Just as a final note, before I wrap things up - some people may be annoyed by Kim's way of talking. She uses what Wrede calls "thieves' cant," which means her vocabulary is probably unfamiliar to most readers. Some of it's pretty obvious: "ain't" = "isn't." Some of it's less obvious. There were times when I only understood the gist of what Kim was saying. I seem to remember that the edition of this book I read when I was a teen included a glossary, but I might be mistaken. I know the edition I own doesn't have a glossary, which is too bad, since I would've appreciated one.

Overall, while I wouldn't say this is the best book ever, I'd recommend it if you want to understand everything the characters are saying in the next book - the next book is much better, in my opinion.

Read-alikes:
  • The Lark and the Wren (book) by Mercedes Lackey - Fourteen-year-old Rune wants nothing more than to join the Bardic Guild and play music, but, because she was born out of wedlock, everyone in her village looks down on her. Rune decides to take her musical future into her own hands - she ends up fiddling for a ghost, disguising herself as a boy, and more. Eventually, Wren, a man with secrets, becomes her teacher. Those who'd like another story with adventure, magic, and a historical-feeling setting (I don't think it takes place during a specific real-world time period) might like this book. Again, the story has an older man taking a younger woman under his wing. Like in Wrede's Mairelon books (the second, not the first), there is eventually some romance.
  • A College of Magics (book) by Caroline Stevermer - This alternate-world fantasy is set in early twentieth-century Paris. Faris Nallaneen, the teenage Duchess of Galazon, is sent to Greenlaw College to acquire social graces and hopefully become marriageable - while some students also learn magic there, it is forbidden to practice magic on campus. Eventually, Faris not only learns that she is to inherit not only the throne of Galazon, she also discovers that she has magical abilities and is the new Warden of the North. Her first task as a new Warden isn't easy - she must mend the rift her grandmother made in the fabric of this reality. Those who'd like another historical fantasy with magic and a female main character might like this book.
  • The Fire Rose (book) by Mercedes Lackey - After her father dies, Rose Hawkins, a young scholar, finds herself in dire financial straits. When she is offered a position as a governess for the children of Jason Cameron, a wealthy rail baron in San Francisco, she feels she has little choice but to accept. However, Cameron has no children and doesn't need a governess. He's actually an Elemental Master whose specialty is Fire.
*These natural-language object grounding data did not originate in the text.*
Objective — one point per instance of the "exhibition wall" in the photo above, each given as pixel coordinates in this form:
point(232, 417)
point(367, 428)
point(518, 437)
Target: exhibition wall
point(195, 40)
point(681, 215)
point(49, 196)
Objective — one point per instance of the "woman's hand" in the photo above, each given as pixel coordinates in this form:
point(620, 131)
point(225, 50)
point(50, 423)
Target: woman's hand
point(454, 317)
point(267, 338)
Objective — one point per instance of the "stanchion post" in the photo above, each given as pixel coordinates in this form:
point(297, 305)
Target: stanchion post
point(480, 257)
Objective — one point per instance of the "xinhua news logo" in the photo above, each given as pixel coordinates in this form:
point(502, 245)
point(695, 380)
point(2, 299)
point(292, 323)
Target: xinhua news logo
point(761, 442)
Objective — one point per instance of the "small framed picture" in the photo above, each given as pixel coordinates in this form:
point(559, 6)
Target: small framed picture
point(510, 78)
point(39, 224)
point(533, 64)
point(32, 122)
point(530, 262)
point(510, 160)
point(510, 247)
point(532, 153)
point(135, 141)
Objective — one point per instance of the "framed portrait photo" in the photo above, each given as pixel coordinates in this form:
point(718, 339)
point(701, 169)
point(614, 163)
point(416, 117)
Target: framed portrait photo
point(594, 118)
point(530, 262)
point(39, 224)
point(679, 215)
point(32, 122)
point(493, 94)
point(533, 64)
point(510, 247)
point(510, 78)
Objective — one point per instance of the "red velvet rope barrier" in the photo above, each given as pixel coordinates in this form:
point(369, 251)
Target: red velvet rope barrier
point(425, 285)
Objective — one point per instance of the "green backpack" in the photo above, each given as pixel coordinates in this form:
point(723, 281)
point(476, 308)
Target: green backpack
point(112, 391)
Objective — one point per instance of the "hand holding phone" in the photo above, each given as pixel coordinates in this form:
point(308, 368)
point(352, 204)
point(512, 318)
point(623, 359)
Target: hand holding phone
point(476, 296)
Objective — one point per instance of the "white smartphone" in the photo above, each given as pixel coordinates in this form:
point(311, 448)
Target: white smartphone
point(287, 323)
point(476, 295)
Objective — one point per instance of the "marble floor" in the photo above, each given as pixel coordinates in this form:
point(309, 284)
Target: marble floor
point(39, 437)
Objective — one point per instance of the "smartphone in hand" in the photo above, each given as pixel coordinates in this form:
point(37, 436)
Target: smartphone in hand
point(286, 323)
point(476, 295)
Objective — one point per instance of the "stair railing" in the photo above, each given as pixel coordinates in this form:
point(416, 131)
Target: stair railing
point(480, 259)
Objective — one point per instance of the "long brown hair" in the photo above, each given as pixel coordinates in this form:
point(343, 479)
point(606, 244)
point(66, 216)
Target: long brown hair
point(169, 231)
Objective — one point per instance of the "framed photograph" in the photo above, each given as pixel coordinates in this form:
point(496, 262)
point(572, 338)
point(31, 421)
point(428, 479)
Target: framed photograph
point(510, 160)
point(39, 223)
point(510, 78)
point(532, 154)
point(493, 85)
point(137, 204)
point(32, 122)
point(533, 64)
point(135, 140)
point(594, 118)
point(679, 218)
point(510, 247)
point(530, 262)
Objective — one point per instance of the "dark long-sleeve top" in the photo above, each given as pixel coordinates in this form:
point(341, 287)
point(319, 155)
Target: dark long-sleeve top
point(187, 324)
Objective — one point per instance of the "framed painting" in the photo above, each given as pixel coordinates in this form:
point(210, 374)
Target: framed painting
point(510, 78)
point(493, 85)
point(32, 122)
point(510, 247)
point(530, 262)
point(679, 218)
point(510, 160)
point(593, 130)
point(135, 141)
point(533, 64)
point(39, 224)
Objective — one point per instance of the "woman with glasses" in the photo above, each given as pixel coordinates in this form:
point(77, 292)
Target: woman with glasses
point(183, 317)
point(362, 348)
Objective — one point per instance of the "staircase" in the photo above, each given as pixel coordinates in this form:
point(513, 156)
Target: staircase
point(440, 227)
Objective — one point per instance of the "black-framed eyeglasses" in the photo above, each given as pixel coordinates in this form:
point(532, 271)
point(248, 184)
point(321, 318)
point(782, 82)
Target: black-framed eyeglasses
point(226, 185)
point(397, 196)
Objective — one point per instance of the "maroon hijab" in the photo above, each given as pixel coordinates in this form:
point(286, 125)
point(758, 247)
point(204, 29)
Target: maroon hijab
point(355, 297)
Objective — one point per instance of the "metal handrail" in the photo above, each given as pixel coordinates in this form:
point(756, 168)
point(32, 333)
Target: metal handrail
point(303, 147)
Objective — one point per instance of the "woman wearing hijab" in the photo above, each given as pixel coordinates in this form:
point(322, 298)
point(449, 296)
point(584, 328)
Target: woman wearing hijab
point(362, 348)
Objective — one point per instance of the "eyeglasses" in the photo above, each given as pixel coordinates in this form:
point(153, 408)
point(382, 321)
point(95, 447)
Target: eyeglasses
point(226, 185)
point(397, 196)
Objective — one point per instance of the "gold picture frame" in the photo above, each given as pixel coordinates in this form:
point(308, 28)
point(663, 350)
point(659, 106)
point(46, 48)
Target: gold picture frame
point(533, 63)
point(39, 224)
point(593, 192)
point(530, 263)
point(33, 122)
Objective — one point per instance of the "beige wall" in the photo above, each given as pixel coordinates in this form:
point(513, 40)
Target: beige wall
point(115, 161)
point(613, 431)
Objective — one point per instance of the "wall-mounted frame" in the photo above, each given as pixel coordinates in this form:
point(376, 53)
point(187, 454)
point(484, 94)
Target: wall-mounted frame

He needs Rose's help to undo a spell that transformed his appearance and forced him to become a recluse. With an old enemy looking for any exploitable weakness, Cameron must work quickly. Those who'd like another story with a historical setting (early 20th century San Francisco) and a young woman in the company of a somewhat older, magic-wielding man might enjoy this book.
  • The Beekeeper's Apprentice (book) by Laurie R. King - In 1915, 15-year-old American Mary Russell, an orphan chafing in her aunt's care, meets Sherlock Holmes and impresses him with her intelligence and observation skills. He agrees to mentor her and lets her take part in a few cases, until she finally becomes part of a much more dangerous case. Those who'd like another story with a historical setting and an older (in this case, quite a bit older) man who takes an intelligent young woman under his wing might enjoy this book. Like Mairelon and Kim, Holmes and Mary spend a lot of time investigating - also, the two of them put together some great disguises.